PCI with Everolimus Eluting Stents vs CABG for Left Main Coronary Artery Disease: The EXCEL Trial
- Coronary-artery bypass is a standard treatment of choice for left main coronary artery disease patients, but some trials suggest PCI with stenting could be a good alternative therapeutic option.
- The EXCEL randomized trial found that complete revascularization via PCI with everolimus-eluting stents is noninferior to CABG for left-main CAD with respect to the study’s primary and secondary endpoints.
Patients with left main coronary artery disease (CAD) are at a significantly high risk for cardiovascular events due to vessel occlusion that compromises flow in up to three-fourths of the left ventricle.

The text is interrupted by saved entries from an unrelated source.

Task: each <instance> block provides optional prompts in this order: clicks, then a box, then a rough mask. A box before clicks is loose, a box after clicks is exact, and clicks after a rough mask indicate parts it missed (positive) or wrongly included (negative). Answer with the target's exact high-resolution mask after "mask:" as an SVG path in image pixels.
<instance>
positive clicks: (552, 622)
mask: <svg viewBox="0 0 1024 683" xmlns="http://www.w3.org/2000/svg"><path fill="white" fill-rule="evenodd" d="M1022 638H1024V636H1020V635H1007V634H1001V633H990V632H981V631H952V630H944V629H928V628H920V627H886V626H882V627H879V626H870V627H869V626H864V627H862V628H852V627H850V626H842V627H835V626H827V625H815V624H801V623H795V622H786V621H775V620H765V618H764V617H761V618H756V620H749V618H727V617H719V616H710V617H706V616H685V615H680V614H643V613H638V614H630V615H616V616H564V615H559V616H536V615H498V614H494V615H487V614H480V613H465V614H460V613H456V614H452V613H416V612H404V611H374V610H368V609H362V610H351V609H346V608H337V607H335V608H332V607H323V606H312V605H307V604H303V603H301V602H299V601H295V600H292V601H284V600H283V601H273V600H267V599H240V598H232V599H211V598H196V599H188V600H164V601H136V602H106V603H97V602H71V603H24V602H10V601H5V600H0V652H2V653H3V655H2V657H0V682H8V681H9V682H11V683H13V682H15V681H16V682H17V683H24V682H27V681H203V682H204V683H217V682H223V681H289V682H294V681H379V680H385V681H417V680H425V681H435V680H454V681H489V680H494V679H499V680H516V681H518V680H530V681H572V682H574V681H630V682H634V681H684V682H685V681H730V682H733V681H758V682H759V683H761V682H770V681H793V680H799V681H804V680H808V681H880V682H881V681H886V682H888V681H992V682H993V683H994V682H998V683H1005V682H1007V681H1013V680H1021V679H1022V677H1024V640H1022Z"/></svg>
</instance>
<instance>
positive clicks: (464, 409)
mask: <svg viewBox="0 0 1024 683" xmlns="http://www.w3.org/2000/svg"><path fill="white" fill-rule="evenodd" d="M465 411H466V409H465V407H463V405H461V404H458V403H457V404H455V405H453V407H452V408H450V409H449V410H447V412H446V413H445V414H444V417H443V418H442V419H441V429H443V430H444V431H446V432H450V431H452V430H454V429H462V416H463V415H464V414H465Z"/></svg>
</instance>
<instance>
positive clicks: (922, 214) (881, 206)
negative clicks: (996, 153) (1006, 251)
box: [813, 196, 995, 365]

Bypass surgery had been the standard treatment of choice for left main CAD in the past, yet innovations and advancements in cardiology has led to the use of more refined and less invasive therapies.
Randomized trials have suggested that patients with low or intermediate anatomic complexity can achieve revascularization via percutaneous coronary intervention (PCI) with stunting.1 Patients presenting with more intricate CAD, however, may require coronary-artery bypass grafting (CABG).
A study published in The New England Journal of Medicine compared the effect of PCI with everolimus-eluting stents and CABG in 1905 patients with obstructive left main CAD.2 Primary endpoint was all-cause mortality, myocardial infarction, or stroke at 3 years (Figure 1).
Secondary endpoints were the same as primary, except these endpoints were measured at 30 days and included ischemia-driven revascularization at 3 years. Those patients included in this analysis had at least 50-70% or more stenosis of the left main coronary artery.
Patients were randomized into either PCI (n=948) or CABG (n=957). An average of 2.4 stents were used in the PCI group per patient, and about 2.6 grafts were used in the patients receiving CABG.
After three years’ follow-up, the primary composite endpoint was roughly the same in each group: 15.4% in PCI and 14.7% in CABG. There was a difference between the two groups in respect to the 30-day endpoints, with 4.9% of the PCI group and 7.9% of the CABG experiencing death, stroke, or myocardial infarction.
Additionally, ischemia-driven revascularization was more common after PCI at follow-up than CABG; however, bleeding was more of an issue with those undergoing CABG. Despite these observed differences, it’s important to note that PCI with stenting can still be a viable, noninferior alternative to CABG in left main CAD patients.
- Morice MC, Serruys PW, Kappetein AP, et al. Five-year outcomes in patients with left main disease treated with either percutaneous coronary intervention or coronary artery bypass grafting in the synergy between percutaneous coronary intervention with taxus and cardiac surgery trial. Circulation. 2014;129(23):2388-2394.
- Stone GW, Sabik JF, Serruys PW, et al. Everolimus-Eluting Stents or Bypass Surgery for Left Main Coronary Artery Disease. The New England Journal of Medicine. 2016.